On July 9, 2004, Ralph Nader and Howard Dean debated the role of third parties in U.S. elections. The debate was sponsored by NPR and can be heard online at http://www.npr.org/templates/story/story.php?storyId=3262027. A transcript of the the debate is at http://www.crocuta.net/Dean/Dean_Nader_Debate_July9_2004.htm. I was happy to hear both Nader and Dean endorse Instant Runoff Voting (IRV), a method for fixing the "spoiler" problem. This system of voting is described at http://www.instantrunoff.com/FAQ.php. IRV allows a voter to vote for a third party candidate without the fear of throwing the election to the major party candidate that they like least. This would allow a qualified third party to steadily build support, something that is not currently possible.
I think that Nader could best publicize this issue by running his campaign to promote his positions but dropping out just before the election, stating that he is forced to do so by the current system so that he does not act as a spoiler. He could then recommend that his supporters vote for the candidate who has best taken up his positions or that he most supports. That, at least, would give him some political leverage and the major parties, as well as the people, might give a little more thought to addressing this issue. In any case, this would be much more responsible than acting as a spoiler.

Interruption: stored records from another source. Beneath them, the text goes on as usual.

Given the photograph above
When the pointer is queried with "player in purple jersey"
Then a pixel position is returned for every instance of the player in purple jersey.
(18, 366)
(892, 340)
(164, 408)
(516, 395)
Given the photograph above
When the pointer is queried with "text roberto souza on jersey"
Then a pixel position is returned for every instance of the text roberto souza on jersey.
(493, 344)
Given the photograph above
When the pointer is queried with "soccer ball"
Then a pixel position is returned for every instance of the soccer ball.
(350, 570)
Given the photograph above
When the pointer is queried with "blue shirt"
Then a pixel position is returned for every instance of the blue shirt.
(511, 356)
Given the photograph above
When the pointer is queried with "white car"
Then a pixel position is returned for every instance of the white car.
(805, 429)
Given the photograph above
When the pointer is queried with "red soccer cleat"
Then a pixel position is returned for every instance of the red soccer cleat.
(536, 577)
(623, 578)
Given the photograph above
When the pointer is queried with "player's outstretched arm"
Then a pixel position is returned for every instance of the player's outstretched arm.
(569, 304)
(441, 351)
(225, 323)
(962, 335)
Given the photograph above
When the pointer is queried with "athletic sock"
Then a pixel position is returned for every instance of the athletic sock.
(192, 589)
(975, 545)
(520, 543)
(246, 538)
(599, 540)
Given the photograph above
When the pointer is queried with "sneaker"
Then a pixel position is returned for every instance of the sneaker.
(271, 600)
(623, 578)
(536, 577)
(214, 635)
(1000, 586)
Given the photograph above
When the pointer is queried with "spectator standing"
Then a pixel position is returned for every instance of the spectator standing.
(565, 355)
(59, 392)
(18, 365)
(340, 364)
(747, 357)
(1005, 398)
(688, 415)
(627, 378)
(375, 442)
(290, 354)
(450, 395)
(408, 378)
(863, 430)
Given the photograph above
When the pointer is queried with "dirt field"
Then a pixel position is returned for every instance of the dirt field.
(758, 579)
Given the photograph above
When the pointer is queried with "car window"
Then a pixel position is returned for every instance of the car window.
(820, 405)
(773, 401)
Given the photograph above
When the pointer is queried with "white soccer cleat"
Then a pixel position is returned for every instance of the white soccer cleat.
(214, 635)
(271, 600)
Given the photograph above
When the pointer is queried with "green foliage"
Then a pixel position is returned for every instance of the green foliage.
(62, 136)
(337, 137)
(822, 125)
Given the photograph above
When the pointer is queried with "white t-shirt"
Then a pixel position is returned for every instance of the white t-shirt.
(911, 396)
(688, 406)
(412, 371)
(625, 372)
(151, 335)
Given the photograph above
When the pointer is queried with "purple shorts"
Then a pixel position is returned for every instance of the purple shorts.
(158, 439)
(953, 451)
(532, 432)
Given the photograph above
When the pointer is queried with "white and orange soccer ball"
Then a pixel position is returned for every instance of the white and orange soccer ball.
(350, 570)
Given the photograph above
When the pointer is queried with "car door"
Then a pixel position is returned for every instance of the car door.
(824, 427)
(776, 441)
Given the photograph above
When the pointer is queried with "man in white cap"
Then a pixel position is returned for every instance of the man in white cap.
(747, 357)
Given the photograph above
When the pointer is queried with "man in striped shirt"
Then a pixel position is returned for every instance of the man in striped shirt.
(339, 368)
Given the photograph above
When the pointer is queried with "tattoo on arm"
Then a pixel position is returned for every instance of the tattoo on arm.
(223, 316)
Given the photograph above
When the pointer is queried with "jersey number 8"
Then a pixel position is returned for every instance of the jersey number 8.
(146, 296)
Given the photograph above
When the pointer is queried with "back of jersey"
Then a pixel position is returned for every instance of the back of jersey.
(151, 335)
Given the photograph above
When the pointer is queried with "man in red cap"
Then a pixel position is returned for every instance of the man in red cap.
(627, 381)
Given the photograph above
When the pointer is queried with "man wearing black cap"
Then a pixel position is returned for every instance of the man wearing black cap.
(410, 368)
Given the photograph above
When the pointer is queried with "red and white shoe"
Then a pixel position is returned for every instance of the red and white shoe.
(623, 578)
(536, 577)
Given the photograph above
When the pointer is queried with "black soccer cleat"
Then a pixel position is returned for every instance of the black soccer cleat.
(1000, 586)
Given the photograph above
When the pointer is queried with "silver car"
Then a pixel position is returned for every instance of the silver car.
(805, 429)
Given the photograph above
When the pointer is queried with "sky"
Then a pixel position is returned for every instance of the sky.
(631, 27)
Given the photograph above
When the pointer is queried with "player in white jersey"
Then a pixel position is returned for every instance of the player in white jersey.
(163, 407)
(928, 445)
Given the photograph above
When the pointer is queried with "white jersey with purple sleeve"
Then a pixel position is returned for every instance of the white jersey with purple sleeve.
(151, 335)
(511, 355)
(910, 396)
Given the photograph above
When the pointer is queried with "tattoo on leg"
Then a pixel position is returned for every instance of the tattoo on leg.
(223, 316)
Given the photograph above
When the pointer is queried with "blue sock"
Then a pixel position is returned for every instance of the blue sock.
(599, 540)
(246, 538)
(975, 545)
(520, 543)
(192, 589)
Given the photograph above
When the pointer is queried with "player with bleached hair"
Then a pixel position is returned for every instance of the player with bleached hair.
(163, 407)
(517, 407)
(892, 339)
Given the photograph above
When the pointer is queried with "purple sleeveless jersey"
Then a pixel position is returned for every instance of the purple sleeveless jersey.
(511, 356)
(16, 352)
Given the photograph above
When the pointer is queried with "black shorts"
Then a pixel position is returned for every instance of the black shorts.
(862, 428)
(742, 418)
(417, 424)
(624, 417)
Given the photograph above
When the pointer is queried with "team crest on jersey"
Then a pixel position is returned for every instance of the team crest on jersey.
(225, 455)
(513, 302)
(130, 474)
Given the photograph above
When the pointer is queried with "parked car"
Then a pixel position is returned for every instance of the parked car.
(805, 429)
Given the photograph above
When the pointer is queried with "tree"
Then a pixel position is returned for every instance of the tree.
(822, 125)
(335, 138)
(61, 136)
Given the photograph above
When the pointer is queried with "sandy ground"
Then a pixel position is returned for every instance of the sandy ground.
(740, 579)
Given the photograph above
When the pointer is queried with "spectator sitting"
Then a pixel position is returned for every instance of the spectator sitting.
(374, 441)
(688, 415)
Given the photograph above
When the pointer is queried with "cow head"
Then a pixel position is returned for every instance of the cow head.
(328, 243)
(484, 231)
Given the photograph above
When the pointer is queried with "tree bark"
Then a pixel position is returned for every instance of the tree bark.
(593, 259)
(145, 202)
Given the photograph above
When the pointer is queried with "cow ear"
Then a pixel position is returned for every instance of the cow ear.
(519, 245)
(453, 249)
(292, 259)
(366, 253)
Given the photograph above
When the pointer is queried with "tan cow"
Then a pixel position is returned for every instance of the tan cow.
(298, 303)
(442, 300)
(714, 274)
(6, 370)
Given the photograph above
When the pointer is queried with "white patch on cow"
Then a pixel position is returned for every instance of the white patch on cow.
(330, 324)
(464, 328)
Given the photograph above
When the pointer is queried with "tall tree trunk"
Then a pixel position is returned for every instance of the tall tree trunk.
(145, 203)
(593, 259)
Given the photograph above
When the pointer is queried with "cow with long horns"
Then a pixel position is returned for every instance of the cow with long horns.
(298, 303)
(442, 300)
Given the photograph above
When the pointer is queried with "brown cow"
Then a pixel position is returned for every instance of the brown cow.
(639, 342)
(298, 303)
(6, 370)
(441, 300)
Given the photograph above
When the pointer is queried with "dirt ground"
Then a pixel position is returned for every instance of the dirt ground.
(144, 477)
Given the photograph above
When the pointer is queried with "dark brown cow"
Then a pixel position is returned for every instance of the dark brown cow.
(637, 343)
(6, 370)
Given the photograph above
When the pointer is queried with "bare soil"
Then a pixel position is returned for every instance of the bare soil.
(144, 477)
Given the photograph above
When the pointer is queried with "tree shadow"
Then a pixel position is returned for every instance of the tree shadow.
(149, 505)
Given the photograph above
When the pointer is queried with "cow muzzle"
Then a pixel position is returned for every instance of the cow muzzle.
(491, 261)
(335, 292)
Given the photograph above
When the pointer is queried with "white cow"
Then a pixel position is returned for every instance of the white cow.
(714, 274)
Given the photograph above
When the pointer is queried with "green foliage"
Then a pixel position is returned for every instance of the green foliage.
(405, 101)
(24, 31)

Ironically, a spoiler is most likely to throw the election to the candidate who he is least like. During the debate, Nader asked the question: "And if you don't vote your conscience, I'd like to hear from you about what part of your body you are voting". I would propose that, in not facilitating Bush's election by voting for Nader, that voter is voting their BRAIN. Nader likewise needs to exercise his brain along with his well-developed conscience.